One of these ongoing projects is the Stratton Building, which is in the early stages of its transformation from a vacant building to a downtown arts and dining center.

“The goal of the Imagine Waco Plan is to put into clear and actionable terms the collective vision of the community for its downtown,” said Business Resource Center Executive Director Megan Henderson.

Because the majority of the projects are still ongoing, Henderson said it may seem like little progress has been made.

“I know it can seem like all we do is plan,” said Willard Still, president of the Business Resource Center. “Every time we turn around we’re studying something else, and it’s not always clear how those plans are implemented. That’s why it’s important for the community to know how deeply their feedback, as reflected in the Imagine Waco Plan, has made its way into the decisions of public and private sector entities – and into the landscape of downtown buildings, businesses and public spaces.”

Fort Worth graduate student Preston Rucker is an intern at the Business Resource Center through the Baylor School of Social Work. Rucker also points out that the Imagine Waco Plan has been useful throughout the past five years.

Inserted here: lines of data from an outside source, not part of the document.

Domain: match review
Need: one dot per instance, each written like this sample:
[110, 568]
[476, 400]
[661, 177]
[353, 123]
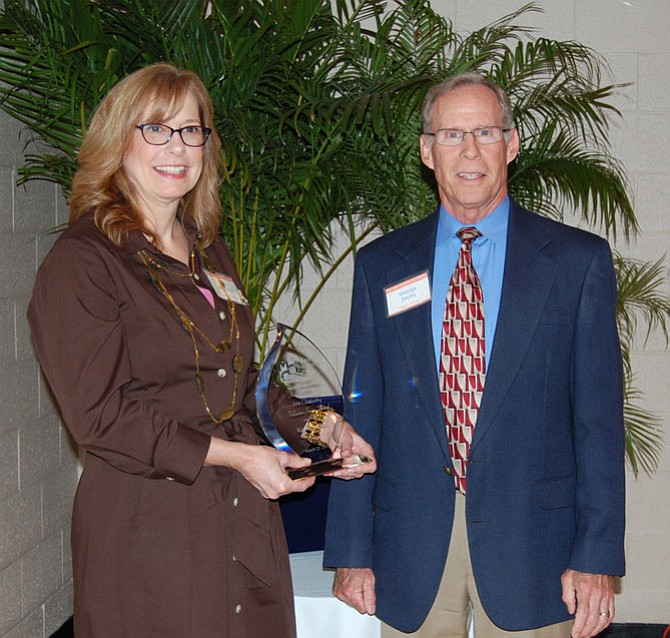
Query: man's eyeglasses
[482, 135]
[159, 134]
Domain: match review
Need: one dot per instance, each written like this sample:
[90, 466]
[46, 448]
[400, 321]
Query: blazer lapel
[527, 282]
[414, 328]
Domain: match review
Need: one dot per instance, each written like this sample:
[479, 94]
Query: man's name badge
[407, 294]
[225, 288]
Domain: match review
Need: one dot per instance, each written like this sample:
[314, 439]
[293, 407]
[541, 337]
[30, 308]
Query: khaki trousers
[457, 602]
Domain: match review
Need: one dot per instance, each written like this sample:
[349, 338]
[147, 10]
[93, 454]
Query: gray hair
[457, 82]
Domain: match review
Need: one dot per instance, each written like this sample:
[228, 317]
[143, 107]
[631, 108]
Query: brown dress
[162, 547]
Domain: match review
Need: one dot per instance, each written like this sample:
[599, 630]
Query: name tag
[407, 294]
[225, 288]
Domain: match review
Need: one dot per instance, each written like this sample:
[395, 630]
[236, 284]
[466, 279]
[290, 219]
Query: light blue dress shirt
[488, 258]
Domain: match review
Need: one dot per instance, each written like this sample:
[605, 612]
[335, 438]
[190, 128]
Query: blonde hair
[101, 184]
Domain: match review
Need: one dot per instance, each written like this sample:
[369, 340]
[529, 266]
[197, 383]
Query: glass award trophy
[296, 366]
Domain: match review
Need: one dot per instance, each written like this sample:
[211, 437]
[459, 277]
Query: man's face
[471, 177]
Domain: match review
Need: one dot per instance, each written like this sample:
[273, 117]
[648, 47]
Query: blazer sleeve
[349, 539]
[598, 424]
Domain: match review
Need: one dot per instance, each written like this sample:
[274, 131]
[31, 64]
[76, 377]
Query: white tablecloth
[318, 613]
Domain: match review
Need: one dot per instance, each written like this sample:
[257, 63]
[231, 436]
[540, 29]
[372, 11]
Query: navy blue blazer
[546, 466]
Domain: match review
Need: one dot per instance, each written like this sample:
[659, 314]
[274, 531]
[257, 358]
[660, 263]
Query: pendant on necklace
[223, 346]
[227, 414]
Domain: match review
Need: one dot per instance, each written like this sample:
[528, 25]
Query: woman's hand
[347, 444]
[263, 466]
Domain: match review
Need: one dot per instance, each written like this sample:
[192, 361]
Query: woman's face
[163, 174]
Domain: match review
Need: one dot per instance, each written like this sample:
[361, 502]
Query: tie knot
[468, 235]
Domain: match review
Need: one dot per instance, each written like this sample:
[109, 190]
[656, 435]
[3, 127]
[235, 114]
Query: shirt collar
[492, 227]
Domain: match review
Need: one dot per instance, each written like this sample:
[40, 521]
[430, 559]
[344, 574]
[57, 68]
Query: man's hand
[356, 587]
[347, 444]
[591, 598]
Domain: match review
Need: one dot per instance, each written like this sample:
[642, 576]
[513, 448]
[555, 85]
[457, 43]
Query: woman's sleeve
[79, 337]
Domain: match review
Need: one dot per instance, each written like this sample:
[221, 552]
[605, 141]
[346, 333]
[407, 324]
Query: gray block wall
[38, 466]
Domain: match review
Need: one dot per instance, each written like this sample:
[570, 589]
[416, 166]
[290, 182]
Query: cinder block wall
[38, 467]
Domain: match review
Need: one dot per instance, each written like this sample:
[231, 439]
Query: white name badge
[407, 294]
[225, 288]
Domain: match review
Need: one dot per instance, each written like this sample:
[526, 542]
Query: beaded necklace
[153, 267]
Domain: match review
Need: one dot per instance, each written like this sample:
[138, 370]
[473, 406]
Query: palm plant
[317, 104]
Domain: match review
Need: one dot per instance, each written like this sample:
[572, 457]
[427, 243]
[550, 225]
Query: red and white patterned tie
[462, 360]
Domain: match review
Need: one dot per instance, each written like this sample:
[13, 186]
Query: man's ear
[426, 143]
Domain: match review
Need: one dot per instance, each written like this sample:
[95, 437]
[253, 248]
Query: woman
[141, 326]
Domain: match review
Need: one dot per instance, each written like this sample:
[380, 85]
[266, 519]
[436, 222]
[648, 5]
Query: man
[517, 516]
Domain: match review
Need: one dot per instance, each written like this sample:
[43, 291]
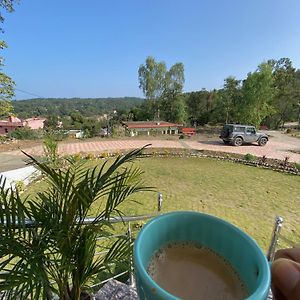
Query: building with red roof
[150, 128]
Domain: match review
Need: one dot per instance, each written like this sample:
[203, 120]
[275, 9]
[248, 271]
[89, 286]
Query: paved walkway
[22, 174]
[278, 147]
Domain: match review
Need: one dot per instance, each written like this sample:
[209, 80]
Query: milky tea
[191, 272]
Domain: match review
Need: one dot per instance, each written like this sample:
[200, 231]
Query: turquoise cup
[241, 251]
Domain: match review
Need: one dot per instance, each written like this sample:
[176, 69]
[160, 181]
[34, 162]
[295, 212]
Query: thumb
[286, 279]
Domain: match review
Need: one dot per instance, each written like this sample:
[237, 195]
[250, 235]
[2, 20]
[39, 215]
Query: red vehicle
[188, 131]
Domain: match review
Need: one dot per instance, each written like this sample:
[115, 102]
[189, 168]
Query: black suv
[236, 135]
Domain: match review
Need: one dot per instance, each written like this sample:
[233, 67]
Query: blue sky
[93, 48]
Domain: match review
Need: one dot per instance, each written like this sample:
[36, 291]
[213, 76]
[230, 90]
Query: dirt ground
[279, 146]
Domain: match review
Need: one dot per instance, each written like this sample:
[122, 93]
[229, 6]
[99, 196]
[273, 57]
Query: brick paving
[277, 147]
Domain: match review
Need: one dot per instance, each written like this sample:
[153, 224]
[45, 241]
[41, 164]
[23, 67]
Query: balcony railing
[128, 234]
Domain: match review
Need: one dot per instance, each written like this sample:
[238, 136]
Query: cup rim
[263, 286]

“The plan isn’t something that was developed in 2010 and just sat on a shelf somewhere,” Rucker said. “ It’s a plan that has been actively used. Some of that work has been unseen, behind-the-scenes, involved in policy. Other times it’s been very proactive in saying these are the stated goals we have in mind.”

The community meetings next week will allow the Business Resource Center to gain input from the community about updates to the Imagine Waco Plan.

“Now that we’ve had nearly 70 percent of those action plans in either a completion phase or in some sort of a work phase, it’s time to update that plan again,” Rucker said.

Rucker said the Business Resource Center is “a nonprofit organization that works to provide catalytic projects that develop downtown Waco.”

The first meeting will be at 6 p.m. Monday at the Jubilee Theatre. Tuesday’s meeting will be held at 6 p.m. at the Cen-Tex Hispanic Chamber of Commerce. The third meeting will be at 10 a.m. Wednesday at the Greater Waco Chamber of Commerce, and the final meeting will be at 6 p.m. Thursday at the Eastern Waco Development Corporation.

“We really need the community’s input to continue the movement of revitalization,” said Business Resource Center Main Street Manager LaRaine DuPuy, “and we want to make sure that the community is involved because they live here, they work here, they play here. It’s crucial that they are involved with the future development.”